I don’t normally go for conspiracy theories, but this one’s plausible. Bloomberg’s campaign so far has taken the attitude that he’s running essentially unopposed, that Democrat Fernando Ferrer is a pathetic schmuck with no hope of winning. Bloomberg also hasn’t forgotten that the city is 5-to-1 Democratic and roughly half Black and Latino. If these voters get riled up about his plutocratic policies (Ferrer, stuck in the classic Democratic dilemma of trying to excite working-class, Black and Latino voters without alienating big-money contributors or alarming the city’s corporate media, hasn’t done much on that front), the mayor could be in trouble.
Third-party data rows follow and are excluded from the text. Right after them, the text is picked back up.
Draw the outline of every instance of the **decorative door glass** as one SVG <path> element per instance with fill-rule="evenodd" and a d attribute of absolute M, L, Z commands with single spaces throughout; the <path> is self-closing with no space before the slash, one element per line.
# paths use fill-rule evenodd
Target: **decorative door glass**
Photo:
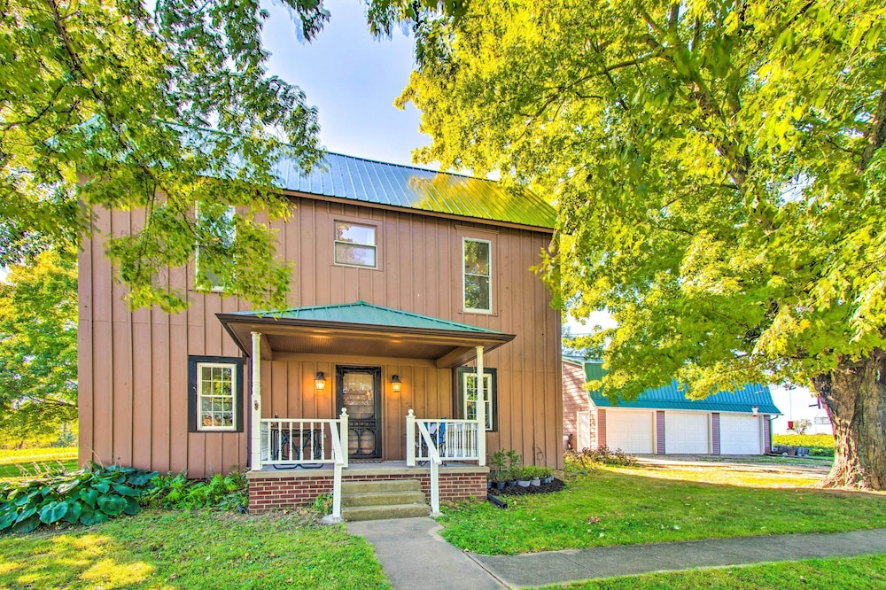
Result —
<path fill-rule="evenodd" d="M 382 456 L 381 367 L 336 367 L 338 408 L 347 409 L 348 456 Z"/>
On a slow news day, Bloomberg’s refusal to show up for the debate at the Apollo Theatre, with its overtones of arrogance, cowardice and racism, could have set something off.

So the mayor and Police Commissioner Ray Kelly pluck a rumor out of the chatter and go public with a “terrorist threat.” They flooded the city with warnings that “up to 19 terrorists” were planning to attack the subways with bombs in strollers or baby carriages. The result: Instead of the big story of the day being Freddy Ferrer debating an empty chair, it was al-Qaeda’s fiendish stroller-bomb plot. The city’s establishment and many of its people reacted with a predictable loss of bowel control; the Daily News was so outraged that they sent a young woman reporter into the subways with a babyless stroller AND SHE DIDN’T

If this had been a genuine, concrete threat, we could see the better-safe-than-sorry argument. But the “specific” information touted by Bloomberg and Kelly came from a fairly questionable Iraqi informant; the alleged plotters turned out to be stuck in Iraq with neither passports nor plane tickets. Even George Bush’s Department of Homeland Security didn’t consider this threat credible.

What makes the timing especially suspicious is that Bloomberg and Kelly have a history of putting out phony scare stories for political advantage. When they were trying to justify their plans to suppress the protests at the Republican convention last year, they spent the summer leaking absurd tales of anarchist plots, and the corporate press lapped them up. Anyone remember how anarchists were going to sabotage the city’s power lines by throwing bags of metal filings at them? Or how Weather Underground bombers were going to come out of retirement for the protests, like the Jefferson Airplane doing a reunion tour?